Validation and training loss almost constant

Hello! I am trying to build a CNN in order to extract from some images a physical quantity, which should be an array, so this is a kind of regression problem.

I have downloaded and used a pytorch version of the DenseNet (GitHub - bamos/densenet.pytorch: A PyTorch implementation of DenseNet.) modified so that I have before the dense blocks 2 conv layers (kernel sizes 5 and 3) instead of 1 and the last dense block is flattened and is followed by two fully connected layers. The 3 dense blocks contain six conv layers each with growth rates 8, 16 and 32, respectively.

I have tried different learning rates and optimization (adam, mseprop, sgd) and loss functions (mse, l1), but the training loss and the averaged validation loss does not seem to change (in some cases a decrease may be observed for the first few epochs maybe).

I have a dataset of about 10000 items and I split is to training, validation and test data (70%, 15%, 15%) using scikit-learn’s train_test_split(). The training data is shuffled when loaded by the Dataloader. A single loaded item contains a 256x256 image and the target array, which has also 256 element. The image is grayscale image and is transformed to values between 0 and 1 only by the ToTensor() transformation before entering the model.

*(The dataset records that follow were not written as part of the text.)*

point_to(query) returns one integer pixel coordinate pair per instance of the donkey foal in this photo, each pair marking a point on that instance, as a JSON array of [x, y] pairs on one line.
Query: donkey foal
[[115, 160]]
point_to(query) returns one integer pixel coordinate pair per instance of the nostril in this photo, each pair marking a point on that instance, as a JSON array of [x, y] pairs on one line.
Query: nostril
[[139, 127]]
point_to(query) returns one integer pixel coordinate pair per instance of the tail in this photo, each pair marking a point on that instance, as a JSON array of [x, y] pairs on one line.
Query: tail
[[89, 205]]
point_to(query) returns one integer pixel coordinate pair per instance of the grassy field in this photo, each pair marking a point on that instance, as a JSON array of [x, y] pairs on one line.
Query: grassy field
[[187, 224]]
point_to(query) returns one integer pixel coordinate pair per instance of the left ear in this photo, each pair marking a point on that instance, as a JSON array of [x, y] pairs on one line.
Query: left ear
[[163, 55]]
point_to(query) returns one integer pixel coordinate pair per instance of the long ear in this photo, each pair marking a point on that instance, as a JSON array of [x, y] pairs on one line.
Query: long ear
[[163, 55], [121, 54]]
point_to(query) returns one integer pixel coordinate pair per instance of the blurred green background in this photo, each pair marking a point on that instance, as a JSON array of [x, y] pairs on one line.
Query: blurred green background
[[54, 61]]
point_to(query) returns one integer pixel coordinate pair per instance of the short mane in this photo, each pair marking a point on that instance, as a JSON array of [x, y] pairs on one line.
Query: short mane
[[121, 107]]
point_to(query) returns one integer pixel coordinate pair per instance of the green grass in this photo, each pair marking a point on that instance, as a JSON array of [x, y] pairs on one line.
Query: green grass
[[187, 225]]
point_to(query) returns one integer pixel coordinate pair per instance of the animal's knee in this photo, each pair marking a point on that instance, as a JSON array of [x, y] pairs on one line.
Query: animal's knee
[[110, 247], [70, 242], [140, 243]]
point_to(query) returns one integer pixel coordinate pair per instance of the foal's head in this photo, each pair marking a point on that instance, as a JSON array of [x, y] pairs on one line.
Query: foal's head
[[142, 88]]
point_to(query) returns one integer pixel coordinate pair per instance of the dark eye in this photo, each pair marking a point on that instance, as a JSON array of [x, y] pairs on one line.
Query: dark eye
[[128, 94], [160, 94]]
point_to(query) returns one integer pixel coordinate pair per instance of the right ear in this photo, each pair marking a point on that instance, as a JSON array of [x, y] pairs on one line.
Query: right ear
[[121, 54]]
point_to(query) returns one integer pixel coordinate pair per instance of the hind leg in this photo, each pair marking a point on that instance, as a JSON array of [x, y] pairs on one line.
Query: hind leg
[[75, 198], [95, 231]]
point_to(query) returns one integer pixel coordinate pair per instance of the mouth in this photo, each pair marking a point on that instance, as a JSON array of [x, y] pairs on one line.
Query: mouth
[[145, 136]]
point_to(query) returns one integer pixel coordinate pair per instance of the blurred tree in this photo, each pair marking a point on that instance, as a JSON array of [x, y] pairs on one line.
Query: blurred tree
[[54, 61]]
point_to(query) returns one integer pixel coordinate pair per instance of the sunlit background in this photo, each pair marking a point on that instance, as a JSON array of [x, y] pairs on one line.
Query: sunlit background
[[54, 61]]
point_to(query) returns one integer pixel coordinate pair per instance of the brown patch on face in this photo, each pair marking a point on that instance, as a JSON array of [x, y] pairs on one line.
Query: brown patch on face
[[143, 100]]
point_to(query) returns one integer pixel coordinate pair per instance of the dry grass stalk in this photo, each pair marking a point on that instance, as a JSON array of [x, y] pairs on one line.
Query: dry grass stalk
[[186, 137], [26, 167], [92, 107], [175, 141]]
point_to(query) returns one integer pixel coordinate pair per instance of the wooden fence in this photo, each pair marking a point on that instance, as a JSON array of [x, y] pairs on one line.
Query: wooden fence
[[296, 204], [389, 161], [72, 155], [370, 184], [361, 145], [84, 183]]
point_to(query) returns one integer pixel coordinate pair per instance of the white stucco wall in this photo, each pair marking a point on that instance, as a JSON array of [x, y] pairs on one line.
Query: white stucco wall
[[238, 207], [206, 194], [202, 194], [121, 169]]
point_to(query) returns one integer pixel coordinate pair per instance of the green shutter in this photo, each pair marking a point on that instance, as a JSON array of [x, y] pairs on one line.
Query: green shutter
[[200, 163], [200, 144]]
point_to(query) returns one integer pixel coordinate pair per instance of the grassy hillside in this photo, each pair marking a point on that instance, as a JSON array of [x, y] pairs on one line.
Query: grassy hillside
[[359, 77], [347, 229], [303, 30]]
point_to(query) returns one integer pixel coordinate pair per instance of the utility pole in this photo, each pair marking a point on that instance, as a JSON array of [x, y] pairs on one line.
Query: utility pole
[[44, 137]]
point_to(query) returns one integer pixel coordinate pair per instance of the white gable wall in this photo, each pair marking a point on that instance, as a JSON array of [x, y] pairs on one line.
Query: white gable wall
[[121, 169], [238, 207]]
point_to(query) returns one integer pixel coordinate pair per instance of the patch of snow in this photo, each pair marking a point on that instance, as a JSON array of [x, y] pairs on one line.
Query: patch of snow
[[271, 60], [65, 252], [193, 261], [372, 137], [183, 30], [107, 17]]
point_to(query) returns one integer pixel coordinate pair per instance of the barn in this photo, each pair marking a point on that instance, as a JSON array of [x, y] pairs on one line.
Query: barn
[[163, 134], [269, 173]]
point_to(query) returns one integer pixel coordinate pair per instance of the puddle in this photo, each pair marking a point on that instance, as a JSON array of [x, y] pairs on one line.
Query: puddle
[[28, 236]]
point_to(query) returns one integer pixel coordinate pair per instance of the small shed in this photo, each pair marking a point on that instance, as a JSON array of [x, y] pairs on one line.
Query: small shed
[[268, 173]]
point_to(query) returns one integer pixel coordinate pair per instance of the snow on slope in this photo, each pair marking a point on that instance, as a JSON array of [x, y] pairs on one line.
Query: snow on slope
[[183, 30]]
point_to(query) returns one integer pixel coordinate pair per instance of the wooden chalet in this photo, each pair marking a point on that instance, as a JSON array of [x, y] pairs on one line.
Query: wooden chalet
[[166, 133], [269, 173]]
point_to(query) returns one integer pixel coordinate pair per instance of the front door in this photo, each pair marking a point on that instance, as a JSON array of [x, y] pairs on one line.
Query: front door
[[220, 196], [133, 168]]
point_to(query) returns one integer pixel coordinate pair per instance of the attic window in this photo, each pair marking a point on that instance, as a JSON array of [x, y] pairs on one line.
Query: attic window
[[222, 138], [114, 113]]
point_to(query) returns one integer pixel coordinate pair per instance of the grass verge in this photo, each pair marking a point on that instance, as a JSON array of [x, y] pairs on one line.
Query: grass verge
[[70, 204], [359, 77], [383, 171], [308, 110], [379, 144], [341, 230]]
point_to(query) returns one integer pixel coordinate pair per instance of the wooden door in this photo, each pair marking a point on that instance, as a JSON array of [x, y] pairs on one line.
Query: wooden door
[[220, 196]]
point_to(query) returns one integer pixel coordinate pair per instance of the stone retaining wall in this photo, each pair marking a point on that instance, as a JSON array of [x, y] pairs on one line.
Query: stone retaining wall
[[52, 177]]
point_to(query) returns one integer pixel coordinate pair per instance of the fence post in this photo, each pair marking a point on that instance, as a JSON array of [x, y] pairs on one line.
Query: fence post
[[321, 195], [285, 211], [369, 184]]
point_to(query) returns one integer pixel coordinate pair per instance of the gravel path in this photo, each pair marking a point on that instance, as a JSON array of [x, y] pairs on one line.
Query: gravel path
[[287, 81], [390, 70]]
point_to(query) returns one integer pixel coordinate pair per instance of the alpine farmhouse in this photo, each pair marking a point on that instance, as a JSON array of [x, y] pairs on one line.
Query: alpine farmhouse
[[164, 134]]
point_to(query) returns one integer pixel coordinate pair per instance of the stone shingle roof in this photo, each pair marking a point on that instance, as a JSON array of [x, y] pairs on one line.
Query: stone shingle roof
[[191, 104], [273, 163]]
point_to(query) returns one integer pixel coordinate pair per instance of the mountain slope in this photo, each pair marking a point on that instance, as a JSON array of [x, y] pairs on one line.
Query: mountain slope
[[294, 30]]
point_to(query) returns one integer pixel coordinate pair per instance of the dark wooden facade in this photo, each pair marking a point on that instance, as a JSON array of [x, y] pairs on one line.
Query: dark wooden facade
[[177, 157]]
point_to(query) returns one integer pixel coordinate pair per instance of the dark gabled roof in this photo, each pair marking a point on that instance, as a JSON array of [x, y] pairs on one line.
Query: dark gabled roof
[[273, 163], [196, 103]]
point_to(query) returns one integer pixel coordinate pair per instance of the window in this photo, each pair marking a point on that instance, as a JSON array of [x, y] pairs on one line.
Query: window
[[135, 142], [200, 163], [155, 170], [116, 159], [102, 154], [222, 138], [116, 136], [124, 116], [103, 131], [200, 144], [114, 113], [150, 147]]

My suspicion is that the target array should be scaled or normalized too, but I am not sure how, since some of these arrays contains only positive values , others mostly negative and some are in between. Also the values of the elements of the different arrays may differ significantly and even inside a single array the maximum value may be around 0 and the minimum lets say -200. I may also mention that the same model predicts mostly accurately a different physical quantity from the same images but of course different target arrays (element values in this case are between 0 and 1). Can someone suggest a strategy to tackle the first problem ? Many thanks and apologies for the long description.

Normalizing the output could work e.g. if your target has specific bounds.
E.g. in the past I’ve worked on a keypoint detection use case where the target coordinates were in the range [0, 96]. While the model might have been able to learn also this distribution, the training was faster by normalizing the targets to [0, 1] and “de-normalizing” it to [0, 96] to calculate the RMSE as well as the predictions. I don’t know, if you could also apply a similar workflow or of the target range is much larger and the normalization could “squeeze” small values into a tiny range.